URL: http://arxiv.org/abs/2309.05105v1
Date: Sun, 10 Sep 2023 18:24:43 GMT
Title: Convex Q Learning in a Stochastic Environment: Extended Version
Authors: Fan Lu and Sean Meyn
Abstract summary: The paper introduces the first formulation of convex Q-learning for Markov decision processes with function approximation. The proposed algorithms are convergent and new techniques are introduced to obtain the rate of convergence in a mean-square sense. The theory is illustrated with an application to a classical inventory control problem.
Score: 1.680268810119084
License: http://arxiv.org/licenses/nonexclusive-distrib/1.0/
Abstract: The paper introduces the first formulation of convex Q-learning for Markov decision processes with function approximation. The algorithms and theory rest on a relaxation of a dual of Manne's celebrated linear programming characterization of optimal control.
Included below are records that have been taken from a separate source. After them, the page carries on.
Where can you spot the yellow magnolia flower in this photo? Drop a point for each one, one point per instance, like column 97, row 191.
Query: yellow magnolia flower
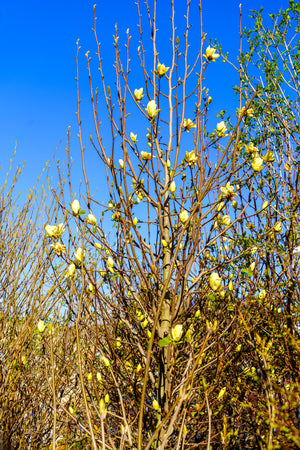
column 191, row 158
column 138, row 94
column 133, row 137
column 41, row 326
column 230, row 286
column 188, row 125
column 211, row 54
column 99, row 377
column 221, row 393
column 58, row 248
column 176, row 332
column 75, row 207
column 173, row 187
column 269, row 157
column 215, row 281
column 152, row 109
column 80, row 254
column 102, row 409
column 144, row 323
column 89, row 376
column 278, row 227
column 183, row 216
column 90, row 288
column 245, row 112
column 262, row 294
column 226, row 220
column 227, row 191
column 92, row 220
column 257, row 163
column 55, row 231
column 146, row 156
column 221, row 129
column 155, row 405
column 138, row 368
column 250, row 148
column 105, row 361
column 220, row 206
column 161, row 70
column 70, row 271
column 252, row 266
column 110, row 262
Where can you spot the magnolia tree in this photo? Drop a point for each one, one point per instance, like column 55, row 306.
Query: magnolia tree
column 180, row 297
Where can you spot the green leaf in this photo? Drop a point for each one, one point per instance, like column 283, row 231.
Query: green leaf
column 165, row 341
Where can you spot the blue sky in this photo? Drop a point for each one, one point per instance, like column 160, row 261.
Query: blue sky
column 37, row 76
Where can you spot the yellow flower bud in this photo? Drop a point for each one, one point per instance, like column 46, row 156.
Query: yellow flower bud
column 188, row 125
column 250, row 149
column 55, row 231
column 58, row 248
column 75, row 207
column 70, row 271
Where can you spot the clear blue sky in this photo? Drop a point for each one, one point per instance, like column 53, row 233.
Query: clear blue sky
column 37, row 76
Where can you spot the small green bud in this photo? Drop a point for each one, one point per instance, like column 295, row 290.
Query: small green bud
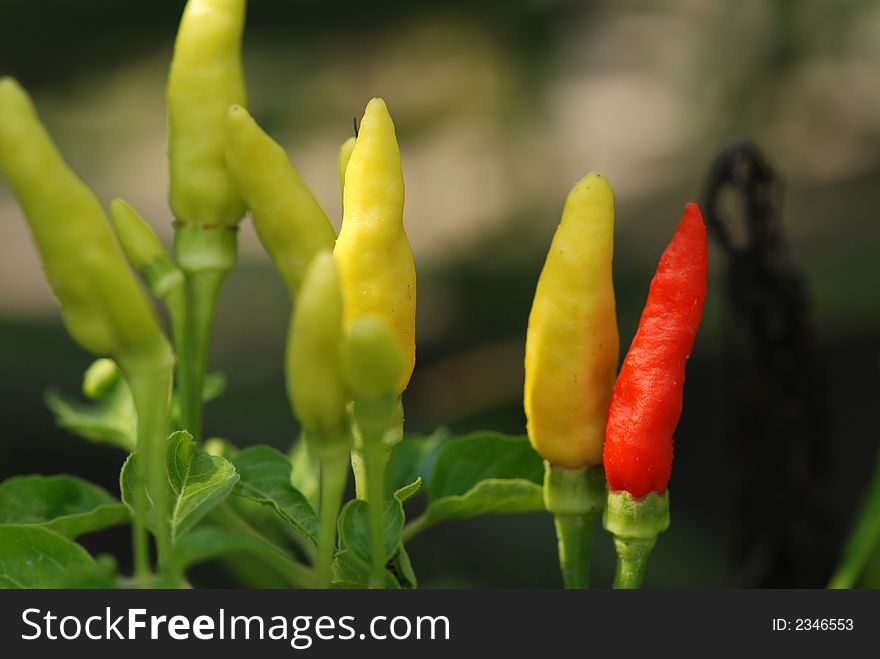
column 100, row 378
column 144, row 250
column 314, row 372
column 373, row 359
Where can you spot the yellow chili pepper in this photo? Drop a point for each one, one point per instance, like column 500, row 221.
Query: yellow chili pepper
column 206, row 77
column 373, row 254
column 289, row 220
column 572, row 344
column 344, row 156
column 104, row 308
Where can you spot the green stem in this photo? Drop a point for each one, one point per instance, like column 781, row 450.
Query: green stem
column 632, row 560
column 204, row 290
column 206, row 253
column 635, row 523
column 334, row 475
column 375, row 456
column 863, row 540
column 178, row 311
column 297, row 574
column 574, row 534
column 149, row 378
column 575, row 497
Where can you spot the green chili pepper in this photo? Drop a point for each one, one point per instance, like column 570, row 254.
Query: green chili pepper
column 144, row 250
column 289, row 220
column 314, row 367
column 103, row 306
column 104, row 309
column 373, row 362
column 100, row 378
column 206, row 77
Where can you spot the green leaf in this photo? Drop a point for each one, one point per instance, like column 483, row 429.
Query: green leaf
column 354, row 528
column 350, row 571
column 266, row 478
column 198, row 482
column 493, row 495
column 408, row 491
column 102, row 574
column 111, row 420
column 401, row 567
column 67, row 505
column 37, row 557
column 464, row 462
column 481, row 474
column 351, row 567
column 415, row 457
column 207, row 542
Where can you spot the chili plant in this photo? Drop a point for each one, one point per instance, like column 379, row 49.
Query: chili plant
column 351, row 351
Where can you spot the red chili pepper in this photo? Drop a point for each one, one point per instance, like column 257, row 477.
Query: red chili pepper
column 647, row 398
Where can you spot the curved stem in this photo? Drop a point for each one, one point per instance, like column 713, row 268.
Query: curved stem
column 204, row 289
column 149, row 378
column 176, row 303
column 334, row 475
column 863, row 540
column 375, row 456
column 297, row 574
column 575, row 537
column 632, row 560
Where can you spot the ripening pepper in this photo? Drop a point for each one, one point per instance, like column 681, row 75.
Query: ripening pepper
column 206, row 77
column 344, row 156
column 104, row 308
column 372, row 252
column 572, row 343
column 289, row 220
column 314, row 356
column 647, row 399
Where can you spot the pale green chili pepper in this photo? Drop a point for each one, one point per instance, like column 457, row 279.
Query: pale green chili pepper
column 318, row 393
column 373, row 363
column 103, row 306
column 289, row 220
column 314, row 353
column 149, row 257
column 100, row 378
column 145, row 251
column 206, row 77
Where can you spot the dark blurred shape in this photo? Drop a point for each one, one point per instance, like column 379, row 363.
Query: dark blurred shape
column 776, row 423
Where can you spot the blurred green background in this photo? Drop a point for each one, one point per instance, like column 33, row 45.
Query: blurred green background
column 500, row 106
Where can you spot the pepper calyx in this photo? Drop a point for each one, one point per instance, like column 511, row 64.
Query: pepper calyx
column 578, row 491
column 636, row 518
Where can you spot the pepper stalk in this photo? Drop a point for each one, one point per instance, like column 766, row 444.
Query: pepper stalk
column 206, row 77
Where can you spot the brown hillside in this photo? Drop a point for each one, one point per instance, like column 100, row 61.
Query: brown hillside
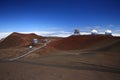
column 82, row 42
column 17, row 39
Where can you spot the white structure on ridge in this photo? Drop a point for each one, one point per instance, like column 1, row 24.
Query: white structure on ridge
column 30, row 47
column 94, row 32
column 108, row 32
column 76, row 32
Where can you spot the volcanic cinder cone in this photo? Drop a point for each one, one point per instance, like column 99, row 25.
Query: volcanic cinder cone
column 18, row 40
column 83, row 42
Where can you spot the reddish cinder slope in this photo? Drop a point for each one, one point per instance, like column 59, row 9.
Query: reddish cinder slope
column 17, row 39
column 82, row 42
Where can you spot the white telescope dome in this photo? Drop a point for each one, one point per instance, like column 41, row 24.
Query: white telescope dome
column 108, row 32
column 94, row 31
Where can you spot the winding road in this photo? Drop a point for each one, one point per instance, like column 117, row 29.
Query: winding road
column 16, row 58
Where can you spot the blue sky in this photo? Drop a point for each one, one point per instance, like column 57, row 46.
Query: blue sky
column 59, row 15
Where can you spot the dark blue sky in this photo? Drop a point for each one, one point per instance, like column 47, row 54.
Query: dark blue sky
column 63, row 15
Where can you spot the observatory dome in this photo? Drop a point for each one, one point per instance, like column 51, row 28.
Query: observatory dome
column 108, row 32
column 94, row 32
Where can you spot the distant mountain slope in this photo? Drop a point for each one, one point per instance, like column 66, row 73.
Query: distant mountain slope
column 83, row 42
column 17, row 39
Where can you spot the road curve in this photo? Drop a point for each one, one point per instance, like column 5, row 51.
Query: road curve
column 16, row 58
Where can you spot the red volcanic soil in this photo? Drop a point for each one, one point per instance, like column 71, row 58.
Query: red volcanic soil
column 82, row 42
column 17, row 40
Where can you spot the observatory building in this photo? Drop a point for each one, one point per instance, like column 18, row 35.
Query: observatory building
column 35, row 41
column 76, row 32
column 108, row 32
column 94, row 32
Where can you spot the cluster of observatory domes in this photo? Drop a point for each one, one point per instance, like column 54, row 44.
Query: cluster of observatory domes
column 94, row 32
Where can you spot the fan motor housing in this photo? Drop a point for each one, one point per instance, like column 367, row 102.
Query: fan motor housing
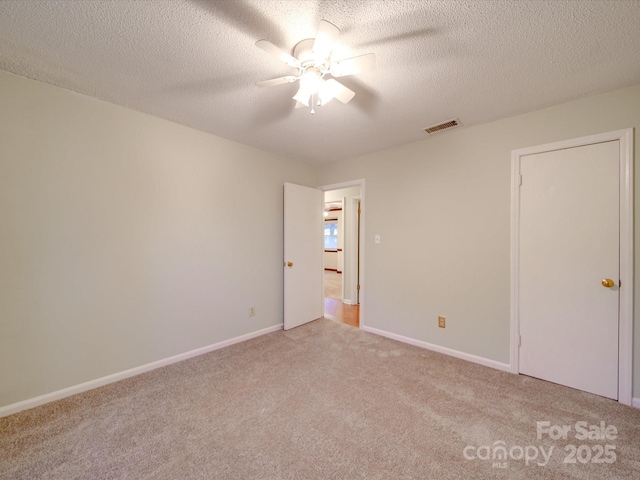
column 303, row 52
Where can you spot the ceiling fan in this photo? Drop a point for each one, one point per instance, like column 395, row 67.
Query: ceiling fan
column 312, row 59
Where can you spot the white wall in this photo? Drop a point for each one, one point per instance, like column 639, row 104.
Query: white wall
column 125, row 239
column 442, row 209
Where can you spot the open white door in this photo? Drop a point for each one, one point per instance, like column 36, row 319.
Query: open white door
column 302, row 255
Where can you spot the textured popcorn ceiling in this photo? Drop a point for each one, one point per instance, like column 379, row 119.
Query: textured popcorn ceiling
column 194, row 62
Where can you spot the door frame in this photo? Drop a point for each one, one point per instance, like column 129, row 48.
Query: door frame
column 625, row 319
column 338, row 186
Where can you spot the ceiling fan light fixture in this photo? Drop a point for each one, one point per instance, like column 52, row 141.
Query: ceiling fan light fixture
column 311, row 81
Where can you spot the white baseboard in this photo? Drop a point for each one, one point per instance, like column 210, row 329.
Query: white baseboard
column 437, row 348
column 98, row 382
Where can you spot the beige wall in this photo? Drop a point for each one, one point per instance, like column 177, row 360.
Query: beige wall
column 126, row 239
column 442, row 208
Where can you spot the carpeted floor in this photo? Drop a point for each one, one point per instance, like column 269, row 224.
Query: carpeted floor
column 333, row 285
column 322, row 401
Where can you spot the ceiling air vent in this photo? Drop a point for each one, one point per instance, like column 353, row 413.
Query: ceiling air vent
column 443, row 126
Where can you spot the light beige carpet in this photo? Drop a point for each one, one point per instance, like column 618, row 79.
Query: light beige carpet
column 333, row 285
column 322, row 401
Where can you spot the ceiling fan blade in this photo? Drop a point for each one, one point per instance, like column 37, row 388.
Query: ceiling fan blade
column 302, row 97
column 269, row 47
column 350, row 66
column 336, row 90
column 325, row 38
column 277, row 81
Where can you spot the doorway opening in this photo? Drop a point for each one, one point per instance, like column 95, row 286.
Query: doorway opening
column 342, row 253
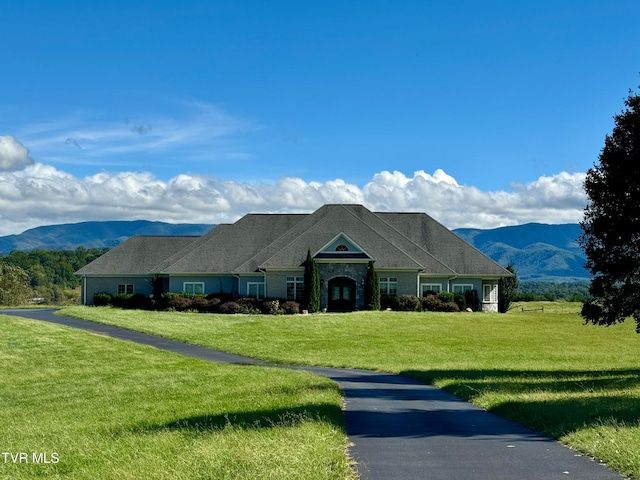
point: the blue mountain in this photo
(537, 251)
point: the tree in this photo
(611, 224)
(507, 287)
(311, 297)
(371, 289)
(14, 285)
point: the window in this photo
(388, 286)
(125, 288)
(490, 293)
(462, 288)
(193, 287)
(431, 287)
(295, 288)
(255, 290)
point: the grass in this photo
(545, 369)
(114, 410)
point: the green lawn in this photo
(100, 408)
(544, 369)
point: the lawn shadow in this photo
(553, 402)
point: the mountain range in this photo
(538, 251)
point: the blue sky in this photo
(479, 113)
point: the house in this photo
(263, 255)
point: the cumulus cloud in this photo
(13, 155)
(41, 194)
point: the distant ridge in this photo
(538, 251)
(93, 234)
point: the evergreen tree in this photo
(14, 285)
(311, 297)
(611, 224)
(371, 289)
(507, 287)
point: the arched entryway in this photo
(342, 294)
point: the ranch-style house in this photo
(263, 256)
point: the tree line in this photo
(44, 275)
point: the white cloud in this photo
(13, 155)
(195, 131)
(42, 195)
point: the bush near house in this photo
(193, 302)
(440, 302)
(409, 303)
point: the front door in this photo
(342, 294)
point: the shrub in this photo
(270, 307)
(137, 301)
(102, 299)
(409, 303)
(121, 300)
(446, 297)
(178, 301)
(471, 297)
(248, 304)
(291, 307)
(214, 304)
(438, 303)
(231, 307)
(201, 304)
(460, 300)
(389, 301)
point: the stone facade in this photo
(355, 271)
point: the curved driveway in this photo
(403, 429)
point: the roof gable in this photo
(139, 255)
(341, 247)
(388, 247)
(334, 232)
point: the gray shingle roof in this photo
(394, 240)
(139, 255)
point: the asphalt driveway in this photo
(403, 429)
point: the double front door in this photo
(342, 294)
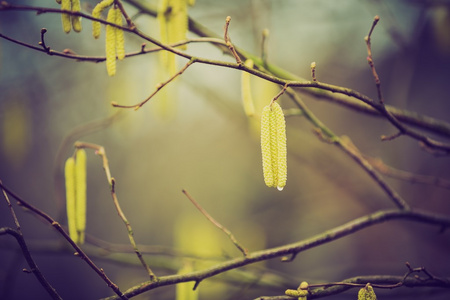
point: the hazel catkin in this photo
(247, 100)
(76, 20)
(110, 43)
(96, 13)
(120, 40)
(65, 18)
(80, 194)
(69, 174)
(273, 146)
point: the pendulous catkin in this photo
(247, 100)
(367, 293)
(120, 40)
(110, 43)
(65, 18)
(80, 194)
(273, 146)
(96, 13)
(76, 20)
(69, 174)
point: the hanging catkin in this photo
(65, 18)
(273, 146)
(247, 100)
(110, 43)
(76, 20)
(96, 13)
(120, 40)
(69, 174)
(80, 194)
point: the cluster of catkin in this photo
(75, 176)
(114, 41)
(70, 21)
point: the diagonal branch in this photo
(112, 182)
(294, 248)
(57, 226)
(217, 224)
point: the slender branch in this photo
(159, 86)
(379, 281)
(33, 267)
(370, 59)
(18, 235)
(217, 224)
(57, 226)
(350, 149)
(320, 239)
(408, 117)
(407, 176)
(430, 144)
(101, 152)
(228, 42)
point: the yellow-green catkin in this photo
(80, 194)
(120, 40)
(110, 43)
(367, 293)
(247, 100)
(173, 26)
(96, 13)
(65, 18)
(273, 146)
(69, 174)
(76, 20)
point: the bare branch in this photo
(217, 224)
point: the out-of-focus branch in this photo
(294, 248)
(58, 227)
(279, 76)
(112, 183)
(408, 117)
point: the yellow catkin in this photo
(80, 194)
(76, 20)
(178, 22)
(110, 44)
(96, 13)
(273, 146)
(247, 100)
(173, 25)
(120, 40)
(65, 18)
(367, 293)
(69, 174)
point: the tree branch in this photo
(58, 227)
(294, 248)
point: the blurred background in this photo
(207, 146)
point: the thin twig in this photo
(101, 152)
(18, 235)
(350, 149)
(320, 239)
(228, 42)
(407, 176)
(404, 116)
(159, 86)
(217, 224)
(58, 227)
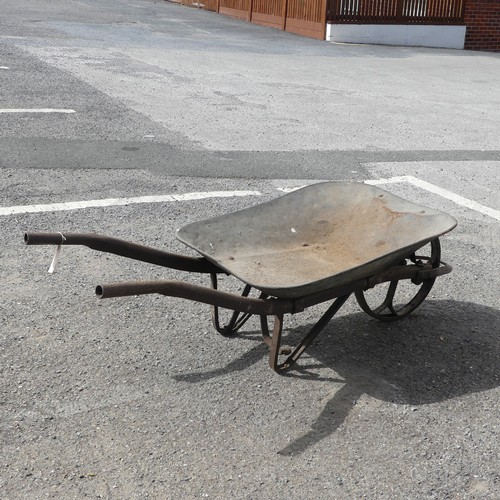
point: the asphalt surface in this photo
(138, 397)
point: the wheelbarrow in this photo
(317, 244)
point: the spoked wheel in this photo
(396, 299)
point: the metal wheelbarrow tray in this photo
(317, 244)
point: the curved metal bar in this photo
(197, 293)
(237, 320)
(125, 249)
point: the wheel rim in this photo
(391, 305)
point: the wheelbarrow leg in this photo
(275, 340)
(237, 319)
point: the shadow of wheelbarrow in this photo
(449, 349)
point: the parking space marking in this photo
(37, 110)
(444, 193)
(109, 202)
(115, 202)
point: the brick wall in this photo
(482, 18)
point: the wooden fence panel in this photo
(306, 17)
(241, 9)
(269, 13)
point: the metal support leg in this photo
(275, 340)
(237, 319)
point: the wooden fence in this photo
(304, 17)
(396, 11)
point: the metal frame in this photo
(422, 271)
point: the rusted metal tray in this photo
(320, 243)
(316, 238)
The main contributions firstly concern properties of the relaxation, described as a deterministic convex program: we identify conditions for a bounded solution, and a significant relationship between the solution to the new convex program, and the solution to standard Q-learning. The second set of contributions concern algorithm design and analysis: (i) A direct model-free method for approximating the convex program for Q-learning shares properties with its ideal. In particular, a bounded solution is ensured subject to a simple property of the basis functions; (ii) The proposed algorithms are convergent and new techniques are introduced to obtain the rate of convergence in a mean-square sense; (iii) The approach can be generalized to a range of performance criteria, and it is found that variance can be reduced by considering ``relative'' dynamic programming equations; (iv) The theory is illustrated with an application to a classical inventory control problem.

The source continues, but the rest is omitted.